1. The discover-cgroup init container cannot find the pod's cgroup path under /sys/fs/cgroup on Docker Desktop — it writes empty strings to /leash/cgroup-path and /leash/cgroup-hier.

2. The coder container reports its cgroup as / (from /proc/1/cgroup), which is not a valid cgroup2 hierarchy path for iptables matching.

3. Leash then fails when trying to apply iptables -m cgroup --path / (or similar) — RULE_APPEND failed (Invalid argument).

Expected Behavior

Leash should either:

• Gracefully degrade when cgroup-based isolation is unavailable (e.g., skip iptables isolation with a warning), or
• Support an alternative isolation mechanism for environments where cgroup paths aren't discoverable (Docker Desktop, kind, minikube, etc.)

Reproduction

1. Set up ai-agent-local on Docker Desktop Kubernetes
2. Send a message that triggers a quest with SDM access
3. Observe the quest pod's leash container crash

Workaround

For local development, removing the leash sidecar from the pod spec in ai-agent-brain/internal/k8s/pod.go allows quest pods to run (without network isolation).

[sunkadshreyas]

Root Cause Analysis (Updated)

After deeper investigation, there are three distinct bugs causing leash to fail on Docker Desktop Kubernetes:

Bug 1: nftables comment quoting (affects ALL environments)

The ensure_rule function in apply-nftables.sh passes comment strings like leash:return-mitm without nft-level quoting. The : character is a special token in nft's parser, causing all nftables rules to fail — not just the cgroup rule.

Error: syntax error, unexpected colon
add rule ip test1 out tcp dport 18000 return comment leash:return-mitm
                                                          ^

Fix: comment "$comment" → comment "\"$comment\"" in ensure_rule().

Bug 2: nftables cgroup path quoting

The socket cgroupv2 level 1 $TARGET_CGROUP rule passes the cgroup path without nft-level quotes. Paths starting with / cause a syntax error.

Fix: "$TARGET_CGROUP" → "\"$TARGET_CGROUP\"" in the cgroup rule.
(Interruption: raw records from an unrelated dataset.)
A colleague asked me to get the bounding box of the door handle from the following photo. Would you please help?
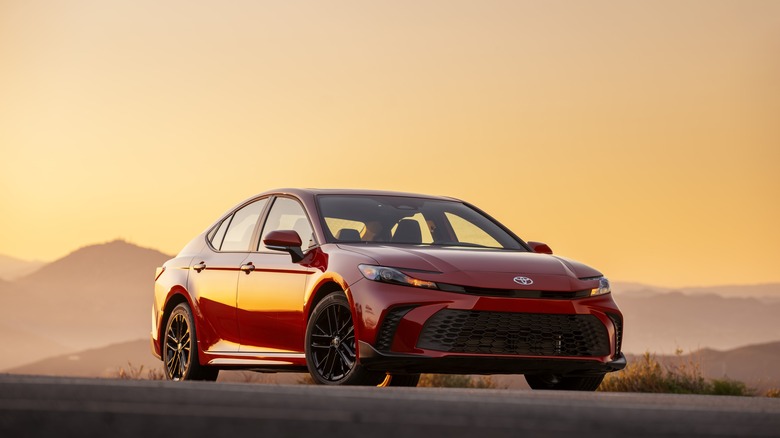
[193,261,206,273]
[240,262,255,274]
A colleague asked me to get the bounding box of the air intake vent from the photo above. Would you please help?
[375,306,414,351]
[607,313,623,355]
[417,310,610,357]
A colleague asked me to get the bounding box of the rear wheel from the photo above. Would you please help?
[305,292,384,385]
[525,373,604,391]
[163,303,219,381]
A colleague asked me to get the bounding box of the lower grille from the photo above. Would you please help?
[417,310,610,357]
[375,306,414,351]
[607,313,623,355]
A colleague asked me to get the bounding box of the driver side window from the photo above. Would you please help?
[259,197,315,251]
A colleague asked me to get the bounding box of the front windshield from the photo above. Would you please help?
[316,195,525,250]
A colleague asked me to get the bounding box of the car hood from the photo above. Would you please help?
[338,244,602,291]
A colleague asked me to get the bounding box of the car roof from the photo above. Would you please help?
[258,188,461,202]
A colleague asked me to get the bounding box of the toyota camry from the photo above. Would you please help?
[151,189,625,390]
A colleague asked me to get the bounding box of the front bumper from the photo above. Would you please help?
[359,341,627,376]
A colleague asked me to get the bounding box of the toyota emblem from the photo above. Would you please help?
[513,276,534,286]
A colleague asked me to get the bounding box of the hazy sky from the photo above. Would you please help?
[1,0,778,287]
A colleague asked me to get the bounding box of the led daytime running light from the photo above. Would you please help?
[359,264,438,289]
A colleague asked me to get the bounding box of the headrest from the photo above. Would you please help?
[391,219,422,244]
[336,228,361,241]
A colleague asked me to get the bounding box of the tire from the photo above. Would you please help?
[525,373,605,391]
[305,292,385,385]
[386,374,421,387]
[163,303,219,381]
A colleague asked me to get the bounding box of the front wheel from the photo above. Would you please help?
[525,373,605,391]
[163,303,219,381]
[305,292,384,385]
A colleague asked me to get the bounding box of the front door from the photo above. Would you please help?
[237,196,315,353]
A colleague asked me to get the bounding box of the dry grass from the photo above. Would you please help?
[114,362,165,380]
[599,351,754,396]
[766,388,780,398]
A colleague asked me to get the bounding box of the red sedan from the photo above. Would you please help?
[151,189,625,390]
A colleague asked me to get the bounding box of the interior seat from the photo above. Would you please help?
[336,228,362,242]
[391,219,422,244]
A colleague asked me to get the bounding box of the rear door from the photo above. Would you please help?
[187,198,269,352]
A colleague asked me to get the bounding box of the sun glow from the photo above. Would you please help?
[1,1,778,287]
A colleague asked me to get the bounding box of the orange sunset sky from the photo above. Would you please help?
[1,1,778,287]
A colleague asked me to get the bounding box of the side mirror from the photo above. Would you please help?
[527,241,553,255]
[263,230,305,262]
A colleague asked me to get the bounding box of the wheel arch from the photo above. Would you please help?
[157,288,195,354]
[305,279,349,322]
[304,276,373,364]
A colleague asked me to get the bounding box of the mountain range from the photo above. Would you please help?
[0,254,45,281]
[0,241,778,373]
[617,290,780,354]
[0,240,171,369]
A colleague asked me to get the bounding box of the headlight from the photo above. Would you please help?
[590,277,611,296]
[358,264,438,289]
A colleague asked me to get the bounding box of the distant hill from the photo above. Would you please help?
[617,291,780,354]
[0,253,44,281]
[628,341,780,392]
[3,339,162,377]
[4,338,309,385]
[0,240,172,351]
[614,281,780,302]
[0,323,73,370]
[695,342,780,391]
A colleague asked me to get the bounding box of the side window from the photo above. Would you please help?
[259,197,315,251]
[209,217,231,250]
[220,198,269,252]
[444,211,501,248]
Bug 3: Docker Desktop kernel lacks cgroup matching support

Docker Desktop's LinuxKit kernel (6.10.14-linuxkit) does not support:

• iptables -m cgroup --path (xt_cgroup module)
• nftables socket cgroupv2 level 1 (nft socket match)

Both fail with "No such file or directory" / "Invalid argument". The kernel simply doesn't have these features compiled in.

Fix: Add LEASH_CGROUP_ISOLATION env var (required by default, optional for Docker Desktop) so leash can start without cgroup-based control plane isolation where the kernel doesn't support it.

Additional finding: nftables not installed in runtime image

The Dockerfile.leash runtime-base stage installs iptables but not nftables. Since Debian bookworm's iptables uses the nf_tables backend, the nft binary is needed for the preferred nftables code path.

Fix: Add nftables package to runtime-base in Dockerfile.leash.

Fix

PR incoming.

[navanchauhan]

Fixed by #66 — leash now falls back to a blanket port block when cgroup-based iptables matching is unavailable (same root cause as #60: Docker Desktop LinuxKit kernels lack xt_cgroup support).